One online journalist arrested, one missing in Chengdu

New York, June 13, 2008—Chinese police arrested Internet writer Zeng Hongling in Chengdu, the capital of the earthquake-hit province of Sichuan, on Monday for publishing personal accounts of the earthquake on overseas Chinese-language Web sites, according to news reports and a Chinese press freedom advocate. Three days later, a well-known Internet publisher and human rights advocate, Huang Qi, went missing in Chengdu on Thursday after his Web site publicized Zeng’s arrest, according to news reports.

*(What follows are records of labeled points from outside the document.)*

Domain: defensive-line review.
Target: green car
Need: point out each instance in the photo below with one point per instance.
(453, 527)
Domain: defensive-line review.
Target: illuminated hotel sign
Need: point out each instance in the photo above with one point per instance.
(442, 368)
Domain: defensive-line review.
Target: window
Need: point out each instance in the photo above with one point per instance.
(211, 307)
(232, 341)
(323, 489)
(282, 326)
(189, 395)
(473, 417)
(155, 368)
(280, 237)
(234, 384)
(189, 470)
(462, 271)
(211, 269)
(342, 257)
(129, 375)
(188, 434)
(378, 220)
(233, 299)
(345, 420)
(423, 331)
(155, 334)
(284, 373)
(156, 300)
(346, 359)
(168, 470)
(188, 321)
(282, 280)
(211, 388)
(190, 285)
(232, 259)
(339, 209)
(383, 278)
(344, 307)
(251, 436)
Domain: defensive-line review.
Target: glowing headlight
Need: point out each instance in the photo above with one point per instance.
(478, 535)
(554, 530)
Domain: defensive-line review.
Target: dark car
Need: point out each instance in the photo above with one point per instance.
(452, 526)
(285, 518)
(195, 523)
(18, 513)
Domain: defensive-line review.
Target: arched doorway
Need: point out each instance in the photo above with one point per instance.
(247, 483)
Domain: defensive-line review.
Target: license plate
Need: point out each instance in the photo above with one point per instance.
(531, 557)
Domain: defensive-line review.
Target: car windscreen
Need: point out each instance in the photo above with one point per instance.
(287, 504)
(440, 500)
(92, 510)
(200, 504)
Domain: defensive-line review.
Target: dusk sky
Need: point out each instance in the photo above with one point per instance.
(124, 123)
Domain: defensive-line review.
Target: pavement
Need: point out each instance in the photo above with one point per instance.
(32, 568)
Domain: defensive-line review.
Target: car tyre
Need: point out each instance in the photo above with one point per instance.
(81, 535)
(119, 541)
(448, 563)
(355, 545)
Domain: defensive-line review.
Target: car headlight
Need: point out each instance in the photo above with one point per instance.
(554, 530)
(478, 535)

Huang, the founder of human rights center and Web site 6-4tianwang, spent five years in prison after authorities accused him of inciting subversion through articles posted on the site in 2000. 6-4tianwang reported on sensitive issues including parents protesting shoddy school construction in the weeks following the earthquake. News reports have speculated that authorities detained Huang because of his work related to the earthquake. Authorities did not respond to requests for information, according to The Associated Press.

“The arrest and the disappearance of these two reporters suggest that authorities in the earthquake zone are beginning to punish those trying to publish information about the terrible disaster in May,” said CPJ Asia Program Coordinator Bob Dietz. “The government in Beijing must protect journalists in Sichuan who are attacked for their reporting rather than spare local Communist Party officials from embarrassment.”

Police provided Zeng’s family with official notice that she had been detained on a charge of illegally providing intelligence overseas, according to Zhang Yu of the Chinese Independent PEN Center. Zhang had spoken with Huang Shaofu, a close family friend, who originally reported Zeng’s arrest to 6-4tianwang.

Zeng had been staying with Huang Shaofu since her home in Mianyang was damaged in the May 12 earthquake and had used his computer to send three articles about her experience during the disaster abroad, according to Zhang and the account published on 6-4tianwang. The articles, which were critical of Mianyang authorities’ responses to the earthquake, were published and reposted under a penname on several overseas Chinese-language Web sites in late May, Zhang told CPJ.

In one of the articles, Zeng condemned the sycophancy of Mianyang official Tan Li. Several thousand people in China viewed or commented on an online debate which roundly condemned Tan Li for insensitively smiling in a photograph after the earthquake, according to a report by the London-based Guardian on June 1.

The day after 6-4tianwang reported the news about Zeng, the Web site said its own founder, Huang, had been forced into a car with two friends and is still missing. Agence France-Presse identified the two friends as a lawyer and a professor and said none of the three have been reached since they were reported missing.

Huang was the first Web site publisher to be charged with inciting subversion in China. Chinese authorities repeatedly delayed his trial in 2001 while the International Olympic Committee was considering Beijing’s successful bid for the 2008 Olympics. He was released in 2005.

The 6-4tianwang article about Zeng said she was a retired university professor in Mianyang, in northwest Sichuan.

A CPJ report, Falling Short, documents China’s failure to meet press freedom pledges made when the Olympics were awarded in 2001.